Trying to solve some puzzles to learn better Rust. The problem I am trying to solve would be trivial with method/function overloading in C++ and I get it that in Rust you are supposed to use traits to do this type of thing, but I cannot seem to wrap my head around it. So, in my puzzle there are boxes and stacks of boxes and the operation I am trying to implement is stacking something on top of a given box. The something could be another box or a stack of boxes.
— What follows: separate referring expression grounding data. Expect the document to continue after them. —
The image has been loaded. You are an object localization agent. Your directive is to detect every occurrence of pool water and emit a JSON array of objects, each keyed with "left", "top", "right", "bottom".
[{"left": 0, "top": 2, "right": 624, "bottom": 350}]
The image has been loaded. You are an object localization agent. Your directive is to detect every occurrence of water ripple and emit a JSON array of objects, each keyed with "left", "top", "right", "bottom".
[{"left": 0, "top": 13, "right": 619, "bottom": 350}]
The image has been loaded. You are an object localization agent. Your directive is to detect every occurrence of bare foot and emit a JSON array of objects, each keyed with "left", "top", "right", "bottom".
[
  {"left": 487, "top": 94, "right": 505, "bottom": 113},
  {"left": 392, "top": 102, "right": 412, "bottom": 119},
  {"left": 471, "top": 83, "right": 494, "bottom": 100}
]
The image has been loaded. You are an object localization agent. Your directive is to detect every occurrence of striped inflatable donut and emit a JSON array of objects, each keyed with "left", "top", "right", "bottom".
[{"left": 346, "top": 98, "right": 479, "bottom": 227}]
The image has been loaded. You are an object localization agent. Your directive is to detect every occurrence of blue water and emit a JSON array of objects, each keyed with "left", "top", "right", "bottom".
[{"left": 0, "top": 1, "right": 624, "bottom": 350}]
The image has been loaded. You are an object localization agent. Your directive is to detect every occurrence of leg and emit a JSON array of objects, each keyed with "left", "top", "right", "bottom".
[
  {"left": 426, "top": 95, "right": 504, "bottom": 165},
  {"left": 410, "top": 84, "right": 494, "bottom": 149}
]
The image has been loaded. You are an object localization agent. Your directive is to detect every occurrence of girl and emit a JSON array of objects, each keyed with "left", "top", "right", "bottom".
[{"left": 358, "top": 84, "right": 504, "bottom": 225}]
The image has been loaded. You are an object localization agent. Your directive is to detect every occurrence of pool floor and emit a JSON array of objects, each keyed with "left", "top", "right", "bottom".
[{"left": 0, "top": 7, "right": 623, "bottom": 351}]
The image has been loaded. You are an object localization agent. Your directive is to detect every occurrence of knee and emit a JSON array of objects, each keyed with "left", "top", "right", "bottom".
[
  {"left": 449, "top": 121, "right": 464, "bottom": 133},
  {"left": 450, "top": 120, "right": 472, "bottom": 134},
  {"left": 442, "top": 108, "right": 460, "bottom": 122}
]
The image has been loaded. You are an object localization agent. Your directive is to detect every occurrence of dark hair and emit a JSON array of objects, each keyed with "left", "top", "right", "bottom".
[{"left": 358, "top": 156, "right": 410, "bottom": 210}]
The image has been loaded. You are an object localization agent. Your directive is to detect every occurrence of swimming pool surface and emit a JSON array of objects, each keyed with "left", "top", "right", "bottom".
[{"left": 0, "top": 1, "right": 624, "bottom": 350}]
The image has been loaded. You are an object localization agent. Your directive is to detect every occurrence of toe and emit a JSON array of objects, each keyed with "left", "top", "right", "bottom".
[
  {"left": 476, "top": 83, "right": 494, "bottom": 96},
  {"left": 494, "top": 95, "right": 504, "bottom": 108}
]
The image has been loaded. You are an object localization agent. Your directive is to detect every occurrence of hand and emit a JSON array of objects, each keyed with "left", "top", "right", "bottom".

If function overloading was a thing I would do
struct Bx { ... }
impl Bx {
fn stack(self, x: Bx) -> Option<Vec<Bx>> { ... }
fn stack(self, x: Vec<Bx>) -> Option<Vec<Bx>> { ... }
}
but that is not a thing, so I tried a different approach
struct Bx { ... }
trait Stackable {}
impl Stackable for Bx {}
impl Stackable for Vec<Bx> {}
impl Bx {
fn stack<T: Stackable> -> Option<Vec<Bx>> {
/* but now I don't know what to do since I don't know what T is */
}
}
but the implementation is different for a single box and a stack of boxes and I cannot match on type.
I could reverse the logic and implement "something gets stacked on top of a box", so that stack()
is a method on both the box and the stack and the box being stacked on is passed as an argument, but that makes some of my other logic ass-backwards. I would really like to have a stack()
method on the box and pass the thing getting stacked on top of it as an argument. What am I missing?